Elsie: It’s poison! 

Stella: The bees will get sick!

Arlo: They want to keep slugs and mice away but it hurts the bees! 

Wendy: Oh my gosh! 

Elisamadai: The bees get sick and then their moms want to help but they just can’t.

Lili: They just have to stop doing the pesticides! 

Eden: They poison the bees…what about the butterflies? 

Teacher Sarah: What should we do next?

LT: Let’s hang up our signs!

Sarah: How will that help?

Arlo: The people will read them and then they will know to stop!

Lili: Stop the pesticides!

Teacher Sarah: Who needs to know about this problem? 

Mateo: the kids…the teachers…the grown ups! 

Stella: Teachers have to know! 

Arlo: It’s not just a kid problem!

As the children generated more and more signs, we continued finding dead bees outside and we were puzzled over what to do next with our garden. We rehearsed our waggle dance routine. Parents were set to visit Honey Forest for an end of year performance in just a couple of weeks! I also continued talking with colleagues and researching the impact pesticides have on bees; I wondered if I may find any additional connections that would help the children’s work. 

Right before our performance, a colleague sent me an article connecting waggle dancing to pesticide use. The science explains that when bees visit flowers where pesticides have been sprayed, the pesticides make them jumble up their waggle dance! The chemicals cause bees to get confused and their dance is no longer accurate, meaning they can’t communicate where the food source is to the rest of the hive.

I shared this research with the children and again we wondered, how can we help? After much brainstorming and researching through play, Lili had a big idea! She pointed at the pictures of our dance moves on the whiteboard and said:

Lili: The bees could come to us if they forgot how to dance. They could come watch us to remember the waggle moves!

Eden: We’ve already been helping! We’ve been dancing in Honey Forest. The bees 

have been watching from the trees! They like our waggle dance.

Remi: If they watch us dance then they can remember how to dance. 

Stella: Before we dance we have to invite them. We have to say, “bees come out!” 

Over the course of the year I had moments of feeling concerned that I wasn’t maintaining a healthy balance for children between being presented with a problem in the world and feeling empowered to fix it. Lili’s idea however offered the possibility that maybe we had already been helping the bees and didn’t even know it! There was a bigger purpose behind our waggle routine…we were doing the important work of helping the bees remember! Their waggle dance was advocacy. And in this advocacy they were proving to themselves, “we all are seen and heard. We belong here. We matter. And how we help matters.” 

In the second to last week of school, we danced for families underneath our beloved honey trees. Before each performance the children invited the bees to peek out their doors in the honey trees to watch us. They said, “Bees! We want to help you remember!”

Following our dance performance, the children talked to the bees everyday. During morning adventures we found them on dandelions, in the garden, and in Honey Forest. I heard children asking the bees important questions:  

Yousif: Did you like our waggle dance, bees?

Arlo: Bees, did you watch us dance? 

Stella: Did we help you remember how to dance, bees?

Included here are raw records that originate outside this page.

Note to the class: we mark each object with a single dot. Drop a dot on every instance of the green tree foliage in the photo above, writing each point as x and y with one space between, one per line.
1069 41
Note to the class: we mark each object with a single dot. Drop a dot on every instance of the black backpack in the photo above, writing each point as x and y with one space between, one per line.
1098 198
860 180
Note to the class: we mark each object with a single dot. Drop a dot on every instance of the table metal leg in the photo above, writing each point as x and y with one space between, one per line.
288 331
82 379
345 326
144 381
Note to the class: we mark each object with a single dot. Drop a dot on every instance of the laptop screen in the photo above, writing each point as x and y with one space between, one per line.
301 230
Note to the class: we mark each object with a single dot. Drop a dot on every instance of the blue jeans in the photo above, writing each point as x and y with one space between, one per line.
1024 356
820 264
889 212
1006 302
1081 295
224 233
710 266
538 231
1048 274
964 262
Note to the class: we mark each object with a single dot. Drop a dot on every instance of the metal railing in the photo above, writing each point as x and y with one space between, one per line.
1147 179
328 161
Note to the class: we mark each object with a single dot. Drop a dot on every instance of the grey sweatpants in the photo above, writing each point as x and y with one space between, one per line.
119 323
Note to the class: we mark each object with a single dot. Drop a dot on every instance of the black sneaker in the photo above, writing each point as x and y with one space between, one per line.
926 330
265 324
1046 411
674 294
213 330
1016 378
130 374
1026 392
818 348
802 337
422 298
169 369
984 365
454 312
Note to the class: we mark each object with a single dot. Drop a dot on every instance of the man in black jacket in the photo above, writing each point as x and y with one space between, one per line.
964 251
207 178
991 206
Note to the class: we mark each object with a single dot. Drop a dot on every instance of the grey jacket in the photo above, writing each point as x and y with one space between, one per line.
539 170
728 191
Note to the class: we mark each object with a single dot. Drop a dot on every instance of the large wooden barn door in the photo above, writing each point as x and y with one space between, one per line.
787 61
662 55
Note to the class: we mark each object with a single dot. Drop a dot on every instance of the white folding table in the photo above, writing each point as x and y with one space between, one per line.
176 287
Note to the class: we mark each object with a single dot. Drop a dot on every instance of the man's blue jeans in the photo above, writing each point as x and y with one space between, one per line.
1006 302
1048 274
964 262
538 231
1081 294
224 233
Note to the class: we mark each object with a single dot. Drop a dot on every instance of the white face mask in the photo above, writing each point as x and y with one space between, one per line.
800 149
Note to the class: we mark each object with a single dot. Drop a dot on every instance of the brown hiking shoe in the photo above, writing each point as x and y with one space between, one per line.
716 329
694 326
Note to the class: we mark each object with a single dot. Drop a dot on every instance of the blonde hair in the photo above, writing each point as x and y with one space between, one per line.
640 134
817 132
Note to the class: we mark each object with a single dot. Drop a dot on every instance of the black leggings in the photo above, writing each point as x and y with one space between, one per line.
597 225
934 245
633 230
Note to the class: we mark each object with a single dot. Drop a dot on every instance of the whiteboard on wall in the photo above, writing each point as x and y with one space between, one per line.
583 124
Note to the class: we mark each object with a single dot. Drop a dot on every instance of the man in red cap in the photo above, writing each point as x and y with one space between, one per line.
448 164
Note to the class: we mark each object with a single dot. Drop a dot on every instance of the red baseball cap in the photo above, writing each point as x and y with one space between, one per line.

Heaven: Do you remember now? 

Mateo: I hope you can remember! 

Wendy: We will show you again if you need more remembering!

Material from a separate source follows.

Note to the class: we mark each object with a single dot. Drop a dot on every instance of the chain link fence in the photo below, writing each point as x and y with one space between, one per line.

We also planted our native species in the school garden. Although we learned that sometimes pesticides are sprayed there too, the children surrounded their planter boxes with signs that read “No Pesticides.” 

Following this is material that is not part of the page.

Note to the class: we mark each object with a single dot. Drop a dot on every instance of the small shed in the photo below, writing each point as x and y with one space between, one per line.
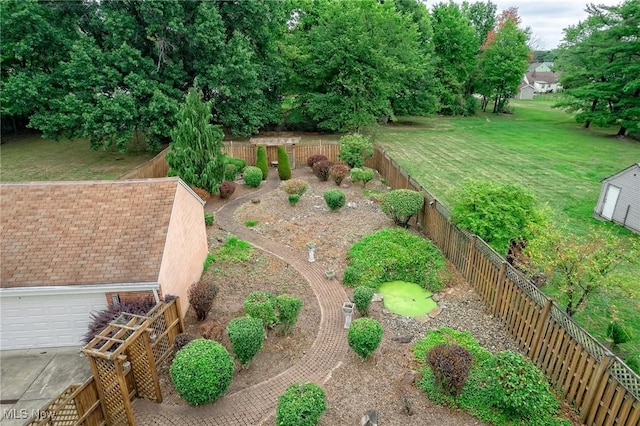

I never could have imagined the work we did together this year and the path that it took. If you would have asked me back in September what we might have studied or paid attention to this year, bees would not have been anywhere on the list. But over the course of this year, the bees captured the attention, awe, and wonder of this group of children. And in doing so, these children found something they cared deeply about in community with each other. This year was ALL about the bees. And also, it wasn’t about the bees at all. What the bees really taught us was about community and belonging. And how we all can help each other belong by communicating “You are seen. You are heard. You matter. You belong here.”